¹H NMR (400 MHz, DMSO): δ_H 1.84–1.87 (m, 4H), 2.23–2.25 (m, 4H), 3.62–3.67 (m, 2H, N-CH₂), 5.12–5.15 (m, 2H, -CH=CH₂), 5.89 (m, 1H, -CH=CH₂), 7.44–7.62 (m, 5H, ArH), 10.12 (s, 1H, CHO) ppm; ¹³C NMR (100MHz, DMSO) δ 25.1, 28.3, 31.3, 54.8, 119.8, 126.2, 127.6, 128.7, 129.9, 132.8, 134.2, 136.6, 138.7, 141.6, 188.0 ppm.

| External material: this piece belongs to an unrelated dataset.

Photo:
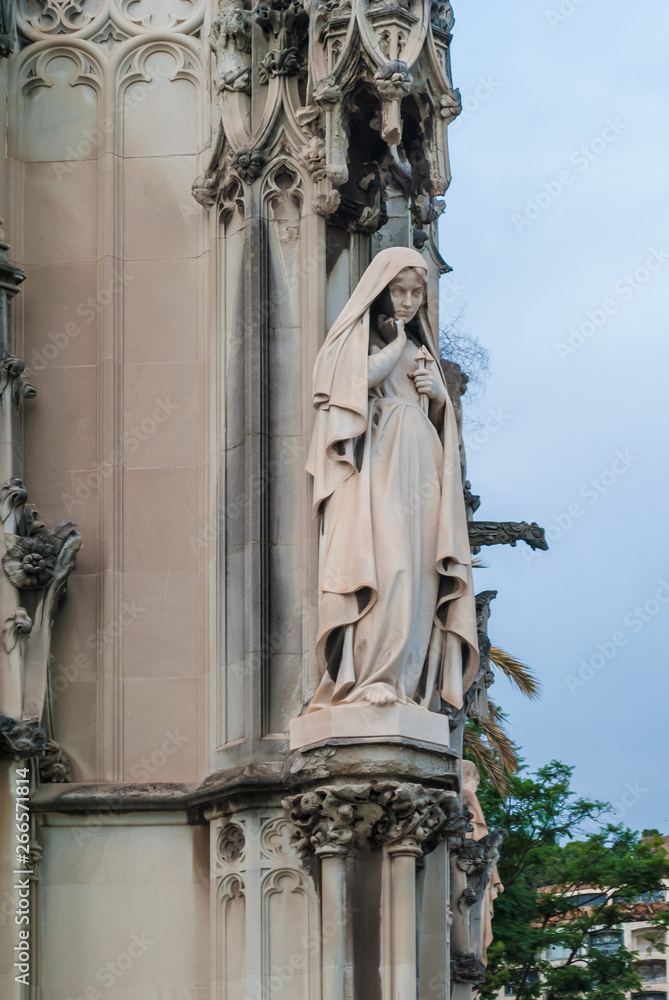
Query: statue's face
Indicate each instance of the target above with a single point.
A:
(406, 291)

Step III: A mixture of aldehyde 7 (361 mg, 1 mmol) and sarcosine (98 mg, 1.1 mmol) was suspended in CPME (20 mL), and then 1 mol% of MgAl HT was added. The reaction mixture was sonicated at 80 °C for 1 h (TLC monitoring) and filtered while hot to remove the catalyst and any unreacted amino acid. The solvent was distilled under reduced pressure, and the residue was purified by preparative TLC using a 9:1 acetone-methanol mixture as the eluent (R_f = 0.35), yielding 8 as colorless crystals, 349 mg, 90% yield.

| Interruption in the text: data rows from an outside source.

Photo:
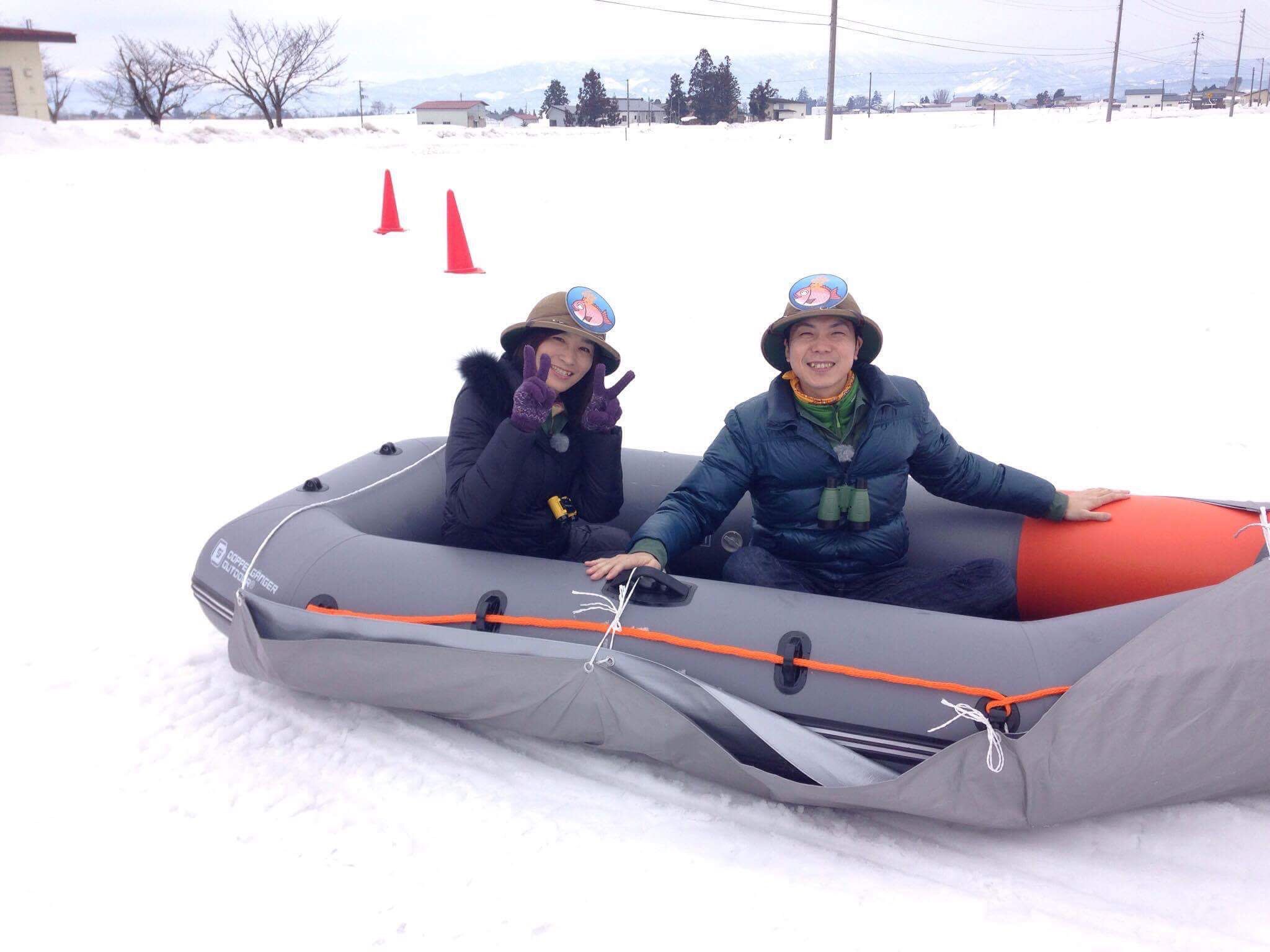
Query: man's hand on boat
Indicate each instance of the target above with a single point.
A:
(1081, 506)
(614, 566)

mp: 132–134 °C; ¹H NMR (400 MHz, DMSO): δ_H 1.22–1.23 (m, 2H, H-3),1.34–1.35 (m, 1H, H-8),1.49–1.52 (m, 4H),1.59 (m, 4H), 2.29–2.33 (m, 1H), 2.57 (s, 3H, N-CH₃), 2.83–2.86 (m, 2H), 3.88–3.92 (m, 1H), 4.22–4.23 (m, 1H), 7.61–7.65 (m, 2H, ArH), 7.71–7.76 (m, 1H, ArH), 7.79 (d, 2H, J = 6.11 Hz, ArH) ppm; ¹³C NMR (100MHz, DMSO) δ 21.5, 22.7 (C-8), 23.0 (C-9), 25.2 (C-10), 25.5 (C-7), 25.9(C-3), 32.0(C-3a), 35.8 (1-CH3), 51.5 (C-4), 55.3(C-2), 65.9 (C-10c), 118.6, 128.3, 129.7 (C-5a), 132.4 (C-10a), 133.4, 133.9 (C-10b), 137.3, 138.3, 142.2(C-6a) ppm. FT IR (v_max cm⁻¹) 2922, 2853, 1465, 1377, 1238, 1162, 1116, 1097, 1029, 721; Ms, 388 (M⁺); Anal. Calcd for C₂₀H₂₄N₂O₂S₂: C, 61.83; H, 6.23; N, 7.21; S, 16.50%. Found: C, 62.04; H, 6.18; N, 7.13; S, 16.44%.

4. Conclusions

We have developed a straightforward, efficient, and environmentally benign synthetic route to the first reported thiophene bioisosteres of the martinelline alkaloid core. The strategic use of an intramolecular 1,3-dipolar cycloaddition, facilitated by green chemistry principles (ultrasound, heterogeneous catalysis, and CPME), enables the rapid assembly of this complex architecture in excellent yield and with high diastereoselectivity, as confirmed by X-ray crystallographic analysis. Beyond this specific target, the robustness and green credentials of this methodology establish a versatile platform for the synthesis of a diverse array of natural product-inspired heterocycles. This work not only provides access to novel bioactive scaffolds but also underscores the power of sustainable strategies in modern organic synthesis.